Le Professeur Hervé teste les capacités de ses élèves en calcul mental. La musique est un art mathématique. C’est une évidence que je retrouve à chaque Leçon de Jazz. Démonstration de gamme par tons (6 notes) chère à Claude Debussy et Walt Disney (le compositeur préféré de notre ex président précise le professeur Hervé. Qui connaît le compositeur préféré du nouveau président, d’ailleurs ?). Ici, les mesures asymétriques. Par exemple, le 5/4 de Dave Brubeck (« Take Five » composition de Paul Desmond d’ailleurs) ou Bill Evans. Un cycle de 4 mesures à 4 temps donne 16 temps. Un cycle de 4 mesures à 5 temps ou de 5 mesures à 4 temps donne 20 temps. Logique. Exemple avec « Four by five », composition de Mac Coy. Rien à voir avec le football où une composition en 5-4-1 (le gardien ne comptant pas) dénote un jeu ultra défensif. Là, ce n’est pas du tout le cas.
Après les 5 temps, les 3 temps de la valse. 3 * 3 = 9. Solo de contrebasse magique pour commencer (joué par Ron Carter dans l’enregistrement de Mac Coy). Une valse bien loin de Chopin.
Démonstration sur la pentatonique, les touches noires du piano. Démonstration de musique chinoise puis de Pop Music occidentale reposant sur la pentatonique. A partir d’une basse, on peut faire défiler les tonalités pour donner des effets multicolores. Lorsque John Coltrane est allé complètement dans le Free, entre 1965 et 1967, Mac Coy Tyner est parti parce qu’il ne ressentait plus cette musique. Il aime la liberté dans la contrainte, celle des grilles harmoniques. JS Bach faisait de même lorsqu’il écrivait ses canons. « Comprendre, c’est ramener au déjà vu » (Nietzsche). D’ailleurs, c’est aussi Nietzsche qui a écrit « Sans musique, la vie serait une erreur » et « Dieu doit beaucoup à Bach ».
« Song of the new world ». Enfant du Nouveau Monde, Mac Coy Tyner le compose différemment de Dvorak. Le point commun, c’est l’énorme énergie vitale qui se dégage de ces deux musiques. Ca désensable les portugaises. Ca envoie du puissant. Un dernier roulement de tambours, une dernière frappe de cymbales et c’est fini.
RAPPEL
« Blue for ball » ( ?). C’est un Blues à la Mac Coy , puissamment énergisant. Cet homme devrait être sponsorisé par l’industrie énergétique. En sus de l’aspect pédagogique, c’est un fameux trio qui joue ce soir. Ils ne sont pas tous Bretons mais ils déménagent ! Solo de batterie bien construit aux baguettes. C’est Dré Pallemaerts aux commandes. Pas d’étalage.
J’ai beaucoup appris et beaucoup apprécié. Que demander de plus ? Redoubler cette leçon car je n’ai pas tout compris, tout saisi, tout noté, élève ignorant que je suis.
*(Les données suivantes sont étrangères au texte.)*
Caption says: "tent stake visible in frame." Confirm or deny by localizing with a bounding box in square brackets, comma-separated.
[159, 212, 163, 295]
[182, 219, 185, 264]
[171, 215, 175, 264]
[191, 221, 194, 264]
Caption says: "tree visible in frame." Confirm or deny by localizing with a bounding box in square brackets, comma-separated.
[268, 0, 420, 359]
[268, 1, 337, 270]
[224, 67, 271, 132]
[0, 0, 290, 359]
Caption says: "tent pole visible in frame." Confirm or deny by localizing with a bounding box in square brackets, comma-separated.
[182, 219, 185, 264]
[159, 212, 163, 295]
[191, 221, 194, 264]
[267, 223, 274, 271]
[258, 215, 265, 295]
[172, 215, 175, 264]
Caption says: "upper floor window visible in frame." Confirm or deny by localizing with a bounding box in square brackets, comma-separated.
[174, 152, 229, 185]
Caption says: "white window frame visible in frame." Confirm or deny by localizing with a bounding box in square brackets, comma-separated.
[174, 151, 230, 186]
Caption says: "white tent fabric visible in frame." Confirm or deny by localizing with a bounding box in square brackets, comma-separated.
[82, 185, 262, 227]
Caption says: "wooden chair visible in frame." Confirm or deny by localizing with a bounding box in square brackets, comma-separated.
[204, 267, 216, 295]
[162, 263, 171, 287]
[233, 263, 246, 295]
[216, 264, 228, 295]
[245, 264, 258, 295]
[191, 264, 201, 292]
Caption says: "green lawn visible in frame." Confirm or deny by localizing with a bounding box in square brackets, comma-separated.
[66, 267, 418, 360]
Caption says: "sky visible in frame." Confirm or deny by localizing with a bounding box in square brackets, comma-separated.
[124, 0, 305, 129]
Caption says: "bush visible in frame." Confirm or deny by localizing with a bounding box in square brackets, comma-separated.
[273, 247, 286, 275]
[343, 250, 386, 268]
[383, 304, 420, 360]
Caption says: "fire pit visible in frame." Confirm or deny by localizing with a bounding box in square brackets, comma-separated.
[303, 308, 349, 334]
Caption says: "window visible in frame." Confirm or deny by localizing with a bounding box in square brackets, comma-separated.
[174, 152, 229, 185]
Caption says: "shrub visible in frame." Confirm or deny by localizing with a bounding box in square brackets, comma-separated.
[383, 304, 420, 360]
Même si je suis loin de maîtriser le sujet, il faut déjà se préparer à la prochaine de Leçon de Jazz d’Antoine Hervé, à Paris, à l’Auditorium Saint Germain le lundi 4 juin 2012 à 19h30. Thème : Monsieur le Baron Thoots Thielemans, Belge et harmoniciste de Jazz. Invité : Olivier Ker Ourio, Réunionnais, descendant de marins bretons (Sous chaque vague, un Breton!) et harmoniciste de Jazz. A écouter pour préparer la leçon, l’album duo Martial Solal (piano)&Toots Thielemans (harmonica) (Erato, 1992).